I must say, after reading the reviews for GEICO below, I would think that they were the big bad wolf…if only I have not dealt with them in the past. The reviews listed on this site were truley written by people that do not know a thing about insurance. The person that was mad that GEICO did not pay for his mother-in-laws injuries is really lost. Auto insurance is there to cover you when you are at fault in in accident. If the person that hit your mother-in-law did not have the right kind of insurance, or carry the right limits of insurance, that is their fault, not GEICO’s. Blaming GEICO would be like blaming Pizza Hut because your mother-in-law went there to buy a vaccum cleaner and they couldn’t sell her one.
As for the ones who claim that their insurance went up for no reson at all, bull. Why is it that if milk goes up because of gas prices, people buy it. If tabacco goes up because of new taxes, people buy them, But if There car insurance goes up because the average price to repair their car goes up, or the cost of any medical treatment sky-rockets, the insurance company is a blood sucking tick out to screw the public. You people should be ashamed of your selves for being that simple. ALL insurance companies are in the business of making MONEY. If they have to pay for an accident YOU had and your rate goes up, be glad you didn’t have to pay the thousands of dollars required to pay for you damages, the damages to the car/property and medical expences of the person/persons you hit. And most of all, please read your policy, and if you don’t understand, please ask your agent/company.
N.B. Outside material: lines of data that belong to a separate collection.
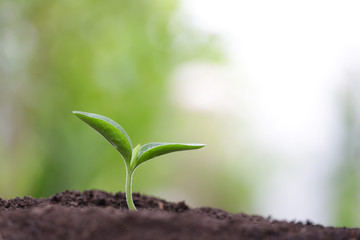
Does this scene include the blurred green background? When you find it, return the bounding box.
[0,0,360,226]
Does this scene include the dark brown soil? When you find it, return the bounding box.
[0,191,360,240]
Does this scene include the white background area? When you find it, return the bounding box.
[175,0,360,224]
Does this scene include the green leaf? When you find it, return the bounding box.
[132,143,205,170]
[73,111,132,165]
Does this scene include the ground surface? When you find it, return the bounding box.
[0,191,360,240]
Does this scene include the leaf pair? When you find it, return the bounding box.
[73,111,205,171]
[73,111,205,210]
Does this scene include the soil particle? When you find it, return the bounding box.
[0,190,360,240]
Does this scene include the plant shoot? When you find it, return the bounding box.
[73,111,205,210]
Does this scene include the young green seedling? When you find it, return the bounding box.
[73,111,205,210]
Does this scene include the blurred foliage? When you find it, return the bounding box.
[0,0,221,198]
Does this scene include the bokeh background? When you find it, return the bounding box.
[0,0,360,227]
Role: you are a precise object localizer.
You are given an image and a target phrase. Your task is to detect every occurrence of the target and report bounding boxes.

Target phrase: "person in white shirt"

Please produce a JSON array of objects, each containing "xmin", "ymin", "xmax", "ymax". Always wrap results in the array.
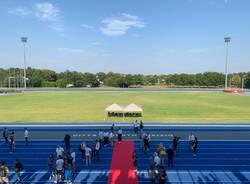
[
  {"xmin": 71, "ymin": 152, "xmax": 76, "ymax": 173},
  {"xmin": 54, "ymin": 156, "xmax": 64, "ymax": 183},
  {"xmin": 154, "ymin": 152, "xmax": 161, "ymax": 168},
  {"xmin": 109, "ymin": 132, "xmax": 114, "ymax": 147},
  {"xmin": 188, "ymin": 134, "xmax": 195, "ymax": 150},
  {"xmin": 24, "ymin": 128, "xmax": 29, "ymax": 146},
  {"xmin": 95, "ymin": 140, "xmax": 101, "ymax": 161},
  {"xmin": 56, "ymin": 145, "xmax": 64, "ymax": 158},
  {"xmin": 118, "ymin": 127, "xmax": 122, "ymax": 143},
  {"xmin": 85, "ymin": 145, "xmax": 92, "ymax": 166},
  {"xmin": 134, "ymin": 120, "xmax": 139, "ymax": 134}
]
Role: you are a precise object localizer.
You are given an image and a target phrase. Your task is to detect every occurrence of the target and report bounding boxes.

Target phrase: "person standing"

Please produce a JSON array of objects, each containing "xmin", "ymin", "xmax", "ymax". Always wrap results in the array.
[
  {"xmin": 118, "ymin": 127, "xmax": 122, "ymax": 143},
  {"xmin": 173, "ymin": 136, "xmax": 178, "ymax": 155},
  {"xmin": 167, "ymin": 145, "xmax": 174, "ymax": 167},
  {"xmin": 56, "ymin": 145, "xmax": 64, "ymax": 158},
  {"xmin": 85, "ymin": 145, "xmax": 92, "ymax": 166},
  {"xmin": 188, "ymin": 134, "xmax": 195, "ymax": 150},
  {"xmin": 78, "ymin": 142, "xmax": 86, "ymax": 159},
  {"xmin": 64, "ymin": 134, "xmax": 71, "ymax": 152},
  {"xmin": 95, "ymin": 140, "xmax": 101, "ymax": 161},
  {"xmin": 110, "ymin": 123, "xmax": 115, "ymax": 133},
  {"xmin": 0, "ymin": 161, "xmax": 10, "ymax": 184},
  {"xmin": 3, "ymin": 128, "xmax": 9, "ymax": 144},
  {"xmin": 159, "ymin": 166, "xmax": 167, "ymax": 184},
  {"xmin": 48, "ymin": 154, "xmax": 55, "ymax": 180},
  {"xmin": 55, "ymin": 155, "xmax": 64, "ymax": 183},
  {"xmin": 134, "ymin": 120, "xmax": 139, "ymax": 134},
  {"xmin": 15, "ymin": 159, "xmax": 23, "ymax": 183},
  {"xmin": 140, "ymin": 120, "xmax": 144, "ymax": 131},
  {"xmin": 24, "ymin": 128, "xmax": 29, "ymax": 146},
  {"xmin": 148, "ymin": 158, "xmax": 156, "ymax": 184},
  {"xmin": 142, "ymin": 134, "xmax": 149, "ymax": 154},
  {"xmin": 132, "ymin": 151, "xmax": 138, "ymax": 175},
  {"xmin": 192, "ymin": 137, "xmax": 198, "ymax": 157},
  {"xmin": 9, "ymin": 132, "xmax": 15, "ymax": 153}
]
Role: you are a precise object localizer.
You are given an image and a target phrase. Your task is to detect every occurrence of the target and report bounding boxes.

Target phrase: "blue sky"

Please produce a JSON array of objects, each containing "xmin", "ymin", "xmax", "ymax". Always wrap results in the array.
[{"xmin": 0, "ymin": 0, "xmax": 250, "ymax": 74}]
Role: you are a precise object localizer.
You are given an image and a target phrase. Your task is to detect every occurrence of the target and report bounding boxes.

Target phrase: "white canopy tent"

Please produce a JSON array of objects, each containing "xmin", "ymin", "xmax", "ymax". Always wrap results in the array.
[
  {"xmin": 123, "ymin": 103, "xmax": 143, "ymax": 113},
  {"xmin": 105, "ymin": 103, "xmax": 124, "ymax": 112},
  {"xmin": 105, "ymin": 103, "xmax": 143, "ymax": 119}
]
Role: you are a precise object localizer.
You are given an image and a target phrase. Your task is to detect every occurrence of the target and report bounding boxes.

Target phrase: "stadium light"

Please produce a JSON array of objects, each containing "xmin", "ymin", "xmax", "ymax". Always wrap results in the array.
[
  {"xmin": 241, "ymin": 75, "xmax": 246, "ymax": 91},
  {"xmin": 224, "ymin": 37, "xmax": 231, "ymax": 88},
  {"xmin": 21, "ymin": 37, "xmax": 28, "ymax": 89}
]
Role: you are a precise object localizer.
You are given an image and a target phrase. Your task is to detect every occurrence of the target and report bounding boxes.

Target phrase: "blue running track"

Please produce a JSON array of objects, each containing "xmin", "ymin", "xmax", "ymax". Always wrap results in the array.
[{"xmin": 0, "ymin": 140, "xmax": 250, "ymax": 184}]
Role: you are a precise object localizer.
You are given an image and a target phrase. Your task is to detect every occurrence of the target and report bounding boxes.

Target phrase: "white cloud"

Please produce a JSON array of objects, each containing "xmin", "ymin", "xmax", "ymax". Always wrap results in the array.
[
  {"xmin": 9, "ymin": 2, "xmax": 64, "ymax": 32},
  {"xmin": 91, "ymin": 42, "xmax": 103, "ymax": 45},
  {"xmin": 81, "ymin": 24, "xmax": 94, "ymax": 29},
  {"xmin": 35, "ymin": 3, "xmax": 60, "ymax": 22},
  {"xmin": 34, "ymin": 3, "xmax": 64, "ymax": 32},
  {"xmin": 167, "ymin": 49, "xmax": 176, "ymax": 52},
  {"xmin": 184, "ymin": 48, "xmax": 207, "ymax": 54},
  {"xmin": 8, "ymin": 8, "xmax": 32, "ymax": 16},
  {"xmin": 50, "ymin": 47, "xmax": 87, "ymax": 54},
  {"xmin": 100, "ymin": 13, "xmax": 145, "ymax": 36}
]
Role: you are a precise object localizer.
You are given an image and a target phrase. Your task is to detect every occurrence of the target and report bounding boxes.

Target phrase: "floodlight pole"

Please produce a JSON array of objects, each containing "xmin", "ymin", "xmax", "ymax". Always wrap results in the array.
[
  {"xmin": 241, "ymin": 76, "xmax": 245, "ymax": 91},
  {"xmin": 224, "ymin": 37, "xmax": 231, "ymax": 88},
  {"xmin": 21, "ymin": 37, "xmax": 28, "ymax": 89}
]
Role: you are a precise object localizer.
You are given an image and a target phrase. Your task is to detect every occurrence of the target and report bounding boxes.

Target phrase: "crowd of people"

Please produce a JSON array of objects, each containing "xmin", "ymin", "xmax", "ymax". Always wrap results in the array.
[
  {"xmin": 0, "ymin": 128, "xmax": 25, "ymax": 184},
  {"xmin": 0, "ymin": 120, "xmax": 198, "ymax": 184}
]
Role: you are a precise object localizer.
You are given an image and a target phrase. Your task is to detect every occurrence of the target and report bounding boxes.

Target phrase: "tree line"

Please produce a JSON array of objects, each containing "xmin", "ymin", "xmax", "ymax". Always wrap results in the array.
[{"xmin": 0, "ymin": 67, "xmax": 250, "ymax": 88}]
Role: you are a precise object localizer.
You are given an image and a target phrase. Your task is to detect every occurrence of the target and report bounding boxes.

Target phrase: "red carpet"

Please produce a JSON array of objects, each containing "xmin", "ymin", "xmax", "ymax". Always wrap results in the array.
[{"xmin": 108, "ymin": 141, "xmax": 138, "ymax": 184}]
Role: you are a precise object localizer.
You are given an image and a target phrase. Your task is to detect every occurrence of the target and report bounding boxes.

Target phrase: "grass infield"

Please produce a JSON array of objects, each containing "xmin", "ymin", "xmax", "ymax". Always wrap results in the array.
[{"xmin": 0, "ymin": 91, "xmax": 250, "ymax": 122}]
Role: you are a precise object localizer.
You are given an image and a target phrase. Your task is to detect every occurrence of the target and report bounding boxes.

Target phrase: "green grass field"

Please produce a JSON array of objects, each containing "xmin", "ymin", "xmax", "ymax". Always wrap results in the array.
[{"xmin": 0, "ymin": 92, "xmax": 250, "ymax": 122}]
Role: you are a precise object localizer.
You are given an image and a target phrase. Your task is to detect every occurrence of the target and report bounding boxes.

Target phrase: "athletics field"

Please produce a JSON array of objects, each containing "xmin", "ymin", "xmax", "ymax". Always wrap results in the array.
[{"xmin": 0, "ymin": 91, "xmax": 250, "ymax": 122}]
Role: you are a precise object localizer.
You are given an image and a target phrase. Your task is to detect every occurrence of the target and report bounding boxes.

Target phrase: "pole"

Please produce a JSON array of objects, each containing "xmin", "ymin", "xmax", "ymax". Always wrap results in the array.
[
  {"xmin": 241, "ymin": 77, "xmax": 244, "ymax": 91},
  {"xmin": 225, "ymin": 42, "xmax": 228, "ymax": 89},
  {"xmin": 23, "ymin": 42, "xmax": 26, "ymax": 89}
]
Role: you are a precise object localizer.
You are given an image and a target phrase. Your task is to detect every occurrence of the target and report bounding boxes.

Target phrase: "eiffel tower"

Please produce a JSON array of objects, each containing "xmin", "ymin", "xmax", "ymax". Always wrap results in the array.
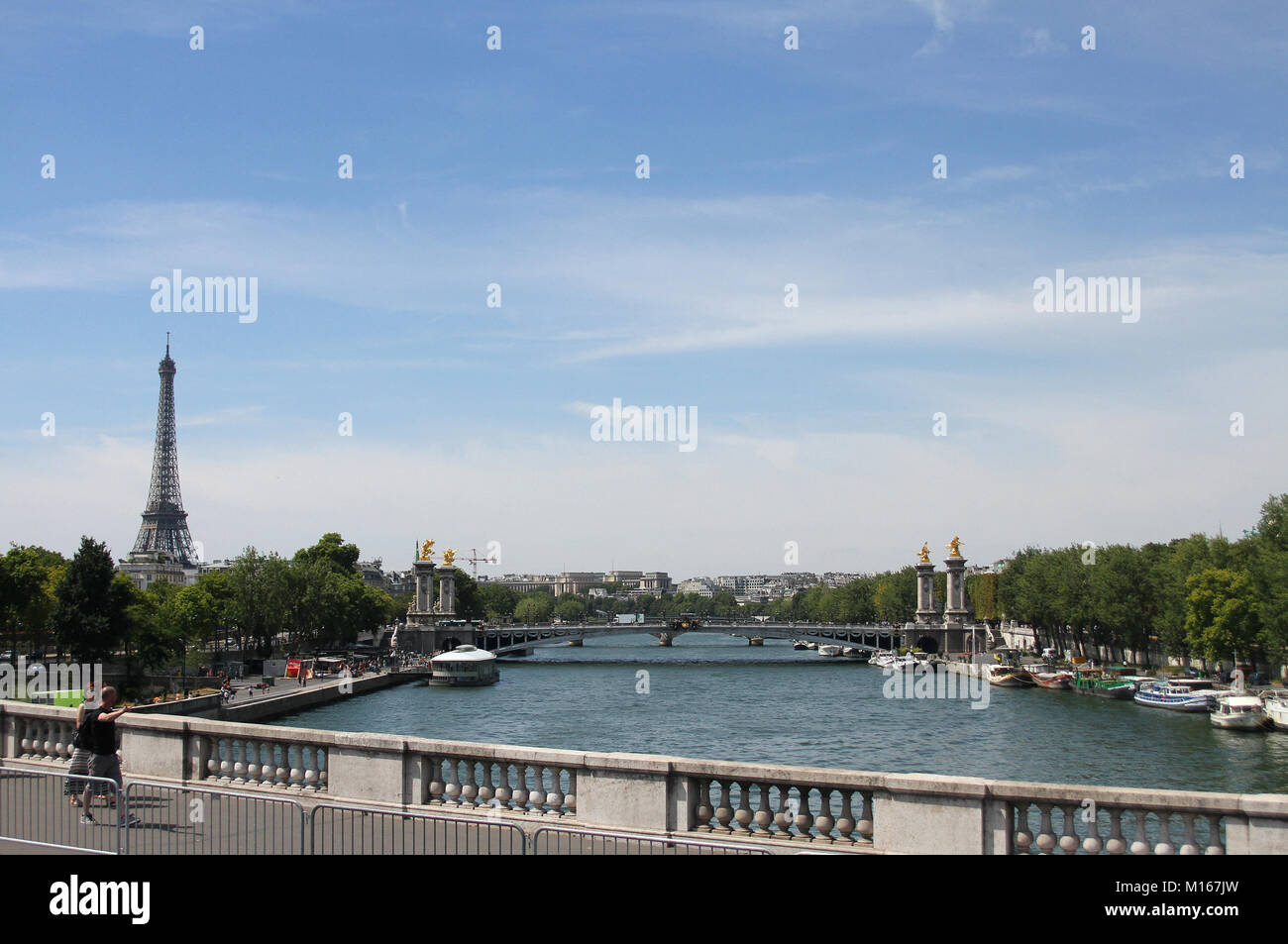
[{"xmin": 130, "ymin": 332, "xmax": 198, "ymax": 568}]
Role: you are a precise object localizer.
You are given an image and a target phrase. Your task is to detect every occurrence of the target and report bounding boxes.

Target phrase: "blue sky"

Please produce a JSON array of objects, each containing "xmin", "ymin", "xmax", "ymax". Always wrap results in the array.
[{"xmin": 0, "ymin": 0, "xmax": 1288, "ymax": 577}]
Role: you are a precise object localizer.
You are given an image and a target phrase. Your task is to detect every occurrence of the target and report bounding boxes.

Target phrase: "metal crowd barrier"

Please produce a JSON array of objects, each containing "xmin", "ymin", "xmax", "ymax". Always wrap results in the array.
[
  {"xmin": 309, "ymin": 803, "xmax": 528, "ymax": 855},
  {"xmin": 123, "ymin": 781, "xmax": 308, "ymax": 855},
  {"xmin": 0, "ymin": 768, "xmax": 128, "ymax": 855},
  {"xmin": 532, "ymin": 825, "xmax": 773, "ymax": 855},
  {"xmin": 0, "ymin": 767, "xmax": 773, "ymax": 855}
]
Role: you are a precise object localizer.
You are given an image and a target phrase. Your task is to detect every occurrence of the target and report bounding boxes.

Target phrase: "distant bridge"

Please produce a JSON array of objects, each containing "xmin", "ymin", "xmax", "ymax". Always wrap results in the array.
[{"xmin": 474, "ymin": 617, "xmax": 903, "ymax": 656}]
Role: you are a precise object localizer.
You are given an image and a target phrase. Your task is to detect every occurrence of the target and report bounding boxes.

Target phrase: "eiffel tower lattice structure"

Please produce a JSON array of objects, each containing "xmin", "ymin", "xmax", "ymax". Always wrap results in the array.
[{"xmin": 132, "ymin": 335, "xmax": 198, "ymax": 567}]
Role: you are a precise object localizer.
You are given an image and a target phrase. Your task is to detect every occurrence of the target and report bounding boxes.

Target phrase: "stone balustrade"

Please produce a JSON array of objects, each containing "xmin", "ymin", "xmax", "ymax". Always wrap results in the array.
[{"xmin": 0, "ymin": 702, "xmax": 1288, "ymax": 855}]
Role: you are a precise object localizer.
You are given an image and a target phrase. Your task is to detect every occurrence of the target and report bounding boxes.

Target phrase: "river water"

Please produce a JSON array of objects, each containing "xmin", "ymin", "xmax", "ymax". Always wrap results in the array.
[{"xmin": 271, "ymin": 634, "xmax": 1288, "ymax": 793}]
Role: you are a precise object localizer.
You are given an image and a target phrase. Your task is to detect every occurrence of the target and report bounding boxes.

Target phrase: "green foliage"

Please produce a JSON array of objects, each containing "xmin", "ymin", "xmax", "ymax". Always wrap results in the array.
[{"xmin": 49, "ymin": 537, "xmax": 136, "ymax": 664}]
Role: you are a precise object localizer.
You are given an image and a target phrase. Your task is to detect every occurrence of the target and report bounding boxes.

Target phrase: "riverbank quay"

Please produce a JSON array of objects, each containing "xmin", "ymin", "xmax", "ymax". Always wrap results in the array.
[
  {"xmin": 112, "ymin": 667, "xmax": 429, "ymax": 722},
  {"xmin": 0, "ymin": 700, "xmax": 1288, "ymax": 855}
]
Lastly, for the guy that said GEICO trains their agents to cheat the customer. RIIIIGHT, I know you think it makes your statment look more important or truthful to say you work/worked for a company but come on. Do you truley think that anyone who worked for a company for as long as you claimed would go online and post something so simple as what you wrote? And I bet you have a girlfriend that none of us know because she goes to another school and lives in a diffrent town.